The National Planning Policy Framework (NPPF) highlights that the planning system can play an important role in facilitating social interaction and creating healthy, inclusive communities by setting out the wide-ranging ways in which planning should promote healthy, inclusive and safe communities (Chapter 8).

National Planning Practice Guidance (PPG) expands on the NPPF and notes that local planning authorities should ensure that health and wellbeing are considered in local and neighbourhood plans and in planning decision making. Planning should aim to promote healthy communities which are places that are good to grow up and grow old through the support of healthy behaviours and reductions in health inequalities.

Planning tools

Several planning tools can help to ‘put health into place’ including:

Access to nature

Photo of pond at Barton Park, Oxford with a pontoon and bulrushes in the foreground.

Access to the natural environment, open spaces, parks, rivers and canals and the countryside is important for both mental and physical health. Access to, along with the means and ability to engage with green places, has been identified as being a key determinant of physical health and mental wellbeing. Lack of access to green and blue spaces has shown to have contributed to inequalities throughout the pandemic and continues to do so. 

Green spaces, places and nature need to be designed and built into the housing, living spaces and towns so that everyone has access, and this is facilitated and encouraged through projects that address barriers to access and connectivity.

Clean air

Taking 672 million breaths over the average lifetime means clean air is one of the key building blocks to living your best life, free from ill health and reaching your potential.  Dirty air impacts all stages of life, from birth, where dirty air can cause low birth weight, the development of asthma in childhood to aging with longer health conditions like cardiovascular diseases (strokes and heart attacks) and COPD.  More information on the health effects can be found in the Bitesize on air quality on the council’s data pages.

Air pollution comes from a range of sources in our communities, heating our homes, including woodburning stoves, transport, industry and agriculture.  Indoor air pollution can also impact health, for example through homes with mould and damp, smoking, cooking and products like candles and cleaning products. Besides local manmade sources of pollution, air pollutants travel long distances occur naturally occurring like dust from desert storms, wildfires and volcanic eruptions, or pollen from plants and trees.

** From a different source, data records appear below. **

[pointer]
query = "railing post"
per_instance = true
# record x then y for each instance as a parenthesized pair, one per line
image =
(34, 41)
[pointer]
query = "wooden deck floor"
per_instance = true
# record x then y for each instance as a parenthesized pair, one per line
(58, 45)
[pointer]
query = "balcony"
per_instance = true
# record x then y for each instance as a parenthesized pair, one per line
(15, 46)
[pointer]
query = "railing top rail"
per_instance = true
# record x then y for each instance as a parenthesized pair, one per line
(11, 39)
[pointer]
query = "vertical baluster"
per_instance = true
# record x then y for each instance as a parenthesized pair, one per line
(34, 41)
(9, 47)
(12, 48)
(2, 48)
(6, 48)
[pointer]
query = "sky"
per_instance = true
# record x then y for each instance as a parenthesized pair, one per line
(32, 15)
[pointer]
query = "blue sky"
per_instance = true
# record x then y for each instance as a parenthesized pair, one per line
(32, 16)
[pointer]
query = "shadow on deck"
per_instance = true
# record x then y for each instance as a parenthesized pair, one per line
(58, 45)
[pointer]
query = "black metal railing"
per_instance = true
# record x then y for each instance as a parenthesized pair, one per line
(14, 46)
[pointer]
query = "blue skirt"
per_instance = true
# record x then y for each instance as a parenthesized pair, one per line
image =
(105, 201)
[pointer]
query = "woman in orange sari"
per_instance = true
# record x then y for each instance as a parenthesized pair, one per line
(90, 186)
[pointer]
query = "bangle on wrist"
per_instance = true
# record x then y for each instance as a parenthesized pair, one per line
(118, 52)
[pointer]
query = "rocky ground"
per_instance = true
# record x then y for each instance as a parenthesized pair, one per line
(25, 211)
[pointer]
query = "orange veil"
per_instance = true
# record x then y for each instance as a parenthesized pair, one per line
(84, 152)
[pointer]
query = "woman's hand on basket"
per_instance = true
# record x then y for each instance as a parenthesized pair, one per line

The County Council has developed an Air Quality Strategy (pdf format, 3.3Mb), and one-page summary (pdf format, 198Kb) and visual summary (pdf format, 371Kb) for the council whose vision is “to accelerate the improvement in Oxfordshire’s air quality to reduce the health and environmental impacts of dirty air, so ensuring that all residents can breathe safely.”  The intention is to build on the statutory duties of District and City councils to monitor for UK legal limits and to ensure good air quality is maintained and improved.  A route map (pdf format, 1.4Mb) outlines the key actions we will be taking over the next three years.

If you’re curious to find out more, head over to the Oxfordshire Air Quality website where you can find out local air pollution levels or check out your air pollution footprint.

Health care facilities

When designing new developments or seeking to regenerate an area it is important to provide convenient and equitable access to health facilities and services – health centres, community hubs, community voluntary sector organisations, GPs, dentists, pharmacists, sports and leisure facilities to meet current and future population needs whilst also promoting self-care and prevention of ill health.

These facilities need to reflect new and innovative models of health and care services and social infrastructure so that they reflect the move to increase provision of support online and a more integrated way of providing local health services so that they link in better with community assets.